The program is dedicated to Norman E. Borlaug, the 1970
Nobel Peace Prize winner and prominent figure in the “green revolution.” Borlaug
developed a disease-resistant wheat variety and is credited for his work saving
lives and preventing hunger.
Along with the fellowship grant, the center also hosts the
Summer Institute on Global Food Security.
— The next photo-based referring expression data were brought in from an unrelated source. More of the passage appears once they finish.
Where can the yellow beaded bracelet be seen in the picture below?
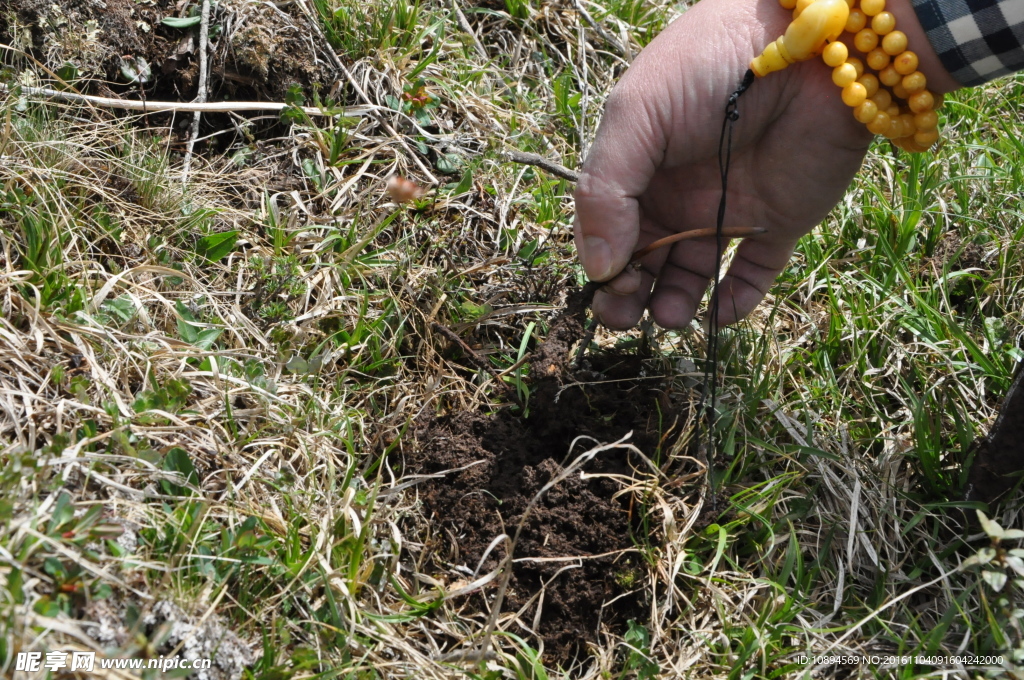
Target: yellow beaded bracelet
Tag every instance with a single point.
(893, 100)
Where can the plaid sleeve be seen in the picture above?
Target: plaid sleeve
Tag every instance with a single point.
(977, 40)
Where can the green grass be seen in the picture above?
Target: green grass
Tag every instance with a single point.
(208, 389)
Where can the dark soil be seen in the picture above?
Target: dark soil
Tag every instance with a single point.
(515, 457)
(998, 461)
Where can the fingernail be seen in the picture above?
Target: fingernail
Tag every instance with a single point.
(596, 257)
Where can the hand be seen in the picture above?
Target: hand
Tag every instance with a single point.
(653, 167)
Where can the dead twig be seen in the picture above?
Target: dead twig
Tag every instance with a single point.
(183, 107)
(473, 356)
(543, 163)
(727, 231)
(204, 73)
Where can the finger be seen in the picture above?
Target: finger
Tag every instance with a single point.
(626, 153)
(620, 305)
(682, 283)
(754, 269)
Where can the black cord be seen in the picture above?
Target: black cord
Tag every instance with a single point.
(709, 393)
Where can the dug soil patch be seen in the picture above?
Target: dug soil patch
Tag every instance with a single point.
(576, 568)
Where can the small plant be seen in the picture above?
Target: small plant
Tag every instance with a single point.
(1003, 595)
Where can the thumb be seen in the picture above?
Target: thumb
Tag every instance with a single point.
(627, 151)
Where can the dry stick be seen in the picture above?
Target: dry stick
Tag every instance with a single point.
(727, 231)
(481, 363)
(601, 32)
(181, 107)
(204, 69)
(464, 24)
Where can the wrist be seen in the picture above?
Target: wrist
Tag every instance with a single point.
(939, 80)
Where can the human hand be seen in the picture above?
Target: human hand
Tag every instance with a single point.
(653, 167)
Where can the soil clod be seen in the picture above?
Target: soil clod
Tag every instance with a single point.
(577, 559)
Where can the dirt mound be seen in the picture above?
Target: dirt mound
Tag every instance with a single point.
(502, 461)
(258, 50)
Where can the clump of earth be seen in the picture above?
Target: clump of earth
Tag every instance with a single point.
(576, 560)
(258, 50)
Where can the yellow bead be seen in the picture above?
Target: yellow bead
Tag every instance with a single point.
(844, 75)
(914, 82)
(882, 99)
(870, 83)
(878, 58)
(866, 112)
(872, 7)
(880, 124)
(835, 54)
(927, 120)
(865, 40)
(926, 137)
(889, 77)
(854, 94)
(921, 101)
(802, 5)
(894, 43)
(856, 20)
(905, 64)
(883, 23)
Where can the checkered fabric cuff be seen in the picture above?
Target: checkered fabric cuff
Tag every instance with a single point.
(977, 40)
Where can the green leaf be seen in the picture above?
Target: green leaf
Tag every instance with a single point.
(450, 164)
(177, 460)
(207, 337)
(215, 246)
(995, 580)
(465, 183)
(181, 22)
(186, 331)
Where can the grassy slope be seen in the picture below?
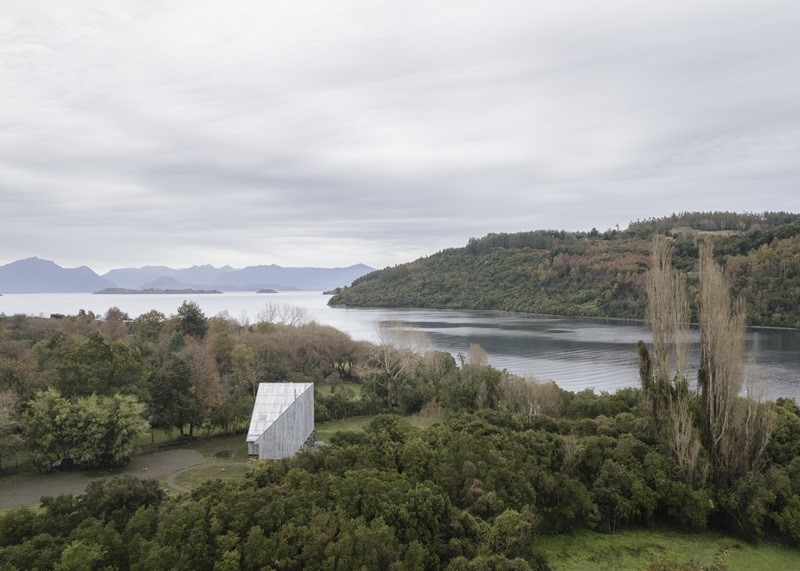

Through discussions with cross-disciplined experts, this
two-week learning program provides the working knowledge need to solve world
problems. Sixty-six students from 33 universities have participated in the 2012
and 2013 summer institutes.
The center was launched Purdue’s Discovery Park in 2010 to
address an increasing challenge: to make sure there is enough food, feed and
fuel for a growing world population.